Furthermore, we have extensive research underway in carbon capture and storage, accessing lower emitting carbon-based fuels such as natural gas, and high-efficiency combustion – recognising that carbon neutrality is the goal.
We’re also incredibly proud of our UNSW Energy Institute, the central platform for all these activities. It is particularly exciting to announce in this newsletter the appointment of Justine Jarvinen as the CEO of the UNSW Energy Institute, Professor Joe Dong as Research Director and Professor Grant King – former CEO of Origin Energy – as the new chair of the Industry Advisory Board.
Also in this issue are some fine news pieces that highlight the excellent research underway to position hydrogen as a clean energy alternative.

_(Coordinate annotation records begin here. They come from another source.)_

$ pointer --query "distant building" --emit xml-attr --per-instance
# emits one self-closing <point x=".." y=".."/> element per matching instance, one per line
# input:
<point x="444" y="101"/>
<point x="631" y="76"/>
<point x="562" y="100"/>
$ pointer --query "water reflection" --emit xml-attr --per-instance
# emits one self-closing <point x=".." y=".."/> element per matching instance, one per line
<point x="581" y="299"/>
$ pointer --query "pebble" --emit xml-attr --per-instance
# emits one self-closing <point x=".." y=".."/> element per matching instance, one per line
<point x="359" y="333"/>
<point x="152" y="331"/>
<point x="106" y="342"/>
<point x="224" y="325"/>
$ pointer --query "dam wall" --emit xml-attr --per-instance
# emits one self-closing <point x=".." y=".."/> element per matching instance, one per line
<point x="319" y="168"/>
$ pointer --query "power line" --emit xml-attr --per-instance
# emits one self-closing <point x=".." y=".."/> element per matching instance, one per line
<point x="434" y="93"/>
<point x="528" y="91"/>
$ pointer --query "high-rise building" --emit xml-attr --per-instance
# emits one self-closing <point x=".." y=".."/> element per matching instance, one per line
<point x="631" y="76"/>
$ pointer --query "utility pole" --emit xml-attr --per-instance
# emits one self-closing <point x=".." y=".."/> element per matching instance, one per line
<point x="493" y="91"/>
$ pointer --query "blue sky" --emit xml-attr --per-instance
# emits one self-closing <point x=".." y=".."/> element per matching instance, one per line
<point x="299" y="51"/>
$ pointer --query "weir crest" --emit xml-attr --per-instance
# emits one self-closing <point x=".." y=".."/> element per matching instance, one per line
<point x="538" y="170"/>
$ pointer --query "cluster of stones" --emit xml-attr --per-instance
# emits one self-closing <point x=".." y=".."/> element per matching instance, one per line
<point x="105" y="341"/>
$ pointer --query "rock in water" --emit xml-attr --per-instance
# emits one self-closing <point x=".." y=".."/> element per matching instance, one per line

There’s the really interesting work being done by Professor Kondo-Francois Aguey-Zinsou around the storage of renewable energy using hydrogen, which he has shown to be safer than lithium ion batteries. There’s a strong opinion piece by Professor Rose Amal who argues that Australia is in the box seat to lead the way in exploiting hydrogen – the universe’s most abundant element – as an energy source. And Professor Joe Dong is leading the research that will help launch Australia’s first smart city trial – the Tamworth Smart City Project.
With a record number of students studying engineering at UNSW numbering more than 16,000, including the largest cohort ever of students from the Indian subcontinent, as well as a growing percentage of women electing to become engineers (28% of this year’s undergraduate intake!), our work in the energy space can only get better thanks to blossoming diversity.
Indeed, over the last few months we have also been onboarding 30 amazing new staff across all schools coming from top institutions all over the world including Imperial College London, Cambridge, Tshinghua (Beijing) and University of Sao Paolo, among others.